Lieu : Aboriginal Signature Estrangin Gallery
Cette photographie documente l'espace d'exposition de la galerie Aboriginal Signature à Bruxelles, capturant l'atmosphère de la visite plutôt que l'action de création. Le cadrage épouse la profondeur du couloir, invitant l'œil à traverser la galerie et à découvrir les espaces successifs où s'articulent les œuvres et l'architecture.
Le photographe saisit un moment de traversée, un passage suspendu dans le silence de la galerie vide. Il n'y a pas d'action gestuelle, mais plutôt le figé d'un parcours contemplatif, d'une marche immobile où le regard explore la succession des murs, des poutres, des œuvres exposées. C'est l'instant du repos, celui où l'artiste ou le visiteur s'imprègne d'un environnement qui devient territoire de réflexion.
Le cadrage est frontalement linéaire : les poutres de bois sombre au plafond créent des lignes de fuite qui structurent la profondeur, tandis que le parquet clair et régulier fonde l'horizontalité. La lumière, douce et zénithale, pénètre depuis l'arrière-plan et crée un gradient lumineux qui guide progressivement le regard vers l'intérieur. Sur la gauche, les toiles abstraites rouges et bleu marine établissent des contrastes chromatiques vigoureux contre les murs blancs épurés ; à droite, les colonnes ornementales aux géométries tribales marquent des rythmes visuels verticaux. Cette composition en succession de plans—foreground immédiat, parois latérales, ouverture lointaine—confère à l'image une qualité quasi architecturale.

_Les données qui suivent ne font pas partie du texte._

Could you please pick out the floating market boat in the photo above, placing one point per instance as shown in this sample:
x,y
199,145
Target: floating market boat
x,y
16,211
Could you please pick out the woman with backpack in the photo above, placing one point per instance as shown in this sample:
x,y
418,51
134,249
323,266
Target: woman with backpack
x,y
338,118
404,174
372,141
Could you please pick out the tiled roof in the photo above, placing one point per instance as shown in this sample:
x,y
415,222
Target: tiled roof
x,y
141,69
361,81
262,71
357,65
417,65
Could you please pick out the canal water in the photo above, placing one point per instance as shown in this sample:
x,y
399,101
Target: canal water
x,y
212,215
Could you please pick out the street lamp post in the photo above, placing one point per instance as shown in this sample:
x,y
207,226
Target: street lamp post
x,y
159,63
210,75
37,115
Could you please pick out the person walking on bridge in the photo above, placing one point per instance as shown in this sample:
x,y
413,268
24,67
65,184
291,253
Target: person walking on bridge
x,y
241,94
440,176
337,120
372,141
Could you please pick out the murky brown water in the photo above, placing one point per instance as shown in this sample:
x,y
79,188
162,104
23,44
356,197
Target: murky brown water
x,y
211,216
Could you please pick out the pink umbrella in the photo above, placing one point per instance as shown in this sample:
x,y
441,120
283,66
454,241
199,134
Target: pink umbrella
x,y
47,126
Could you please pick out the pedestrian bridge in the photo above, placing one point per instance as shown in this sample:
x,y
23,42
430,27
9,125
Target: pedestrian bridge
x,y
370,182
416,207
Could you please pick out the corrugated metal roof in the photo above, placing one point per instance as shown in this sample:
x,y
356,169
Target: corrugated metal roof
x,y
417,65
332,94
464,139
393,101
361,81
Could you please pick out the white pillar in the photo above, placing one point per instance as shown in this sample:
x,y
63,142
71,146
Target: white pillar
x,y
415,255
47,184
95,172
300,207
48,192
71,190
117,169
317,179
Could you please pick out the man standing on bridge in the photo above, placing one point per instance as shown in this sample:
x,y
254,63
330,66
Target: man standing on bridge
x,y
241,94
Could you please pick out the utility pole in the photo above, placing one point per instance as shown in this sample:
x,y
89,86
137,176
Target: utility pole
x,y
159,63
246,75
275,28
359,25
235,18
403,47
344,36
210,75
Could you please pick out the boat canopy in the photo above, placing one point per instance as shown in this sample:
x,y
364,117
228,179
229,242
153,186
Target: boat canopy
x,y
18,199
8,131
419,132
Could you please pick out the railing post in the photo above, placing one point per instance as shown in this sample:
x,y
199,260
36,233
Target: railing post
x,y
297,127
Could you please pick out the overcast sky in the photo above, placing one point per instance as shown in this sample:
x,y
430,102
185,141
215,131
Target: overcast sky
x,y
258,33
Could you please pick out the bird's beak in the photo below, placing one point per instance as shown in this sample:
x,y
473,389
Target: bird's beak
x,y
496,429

La photographie fonctionne ici comme témoignage du contexte dans lequel s'inscrit la pratique de Selosse : l'atelier et la galerie comme espaces de circulation, de mise en dialogue entre l'action créatrice et la réception. Elle documente l'écosystème bruxellois, le rapport de l'artiste expressionniste à ces lieux investis de sens, où le mouvement physique et émotionnel du créateur résonne avec l'architecture et l'exposition publique. C'est moins la capture de l'artiste au travail que celle du monde qu'il habite et transforme par sa présence.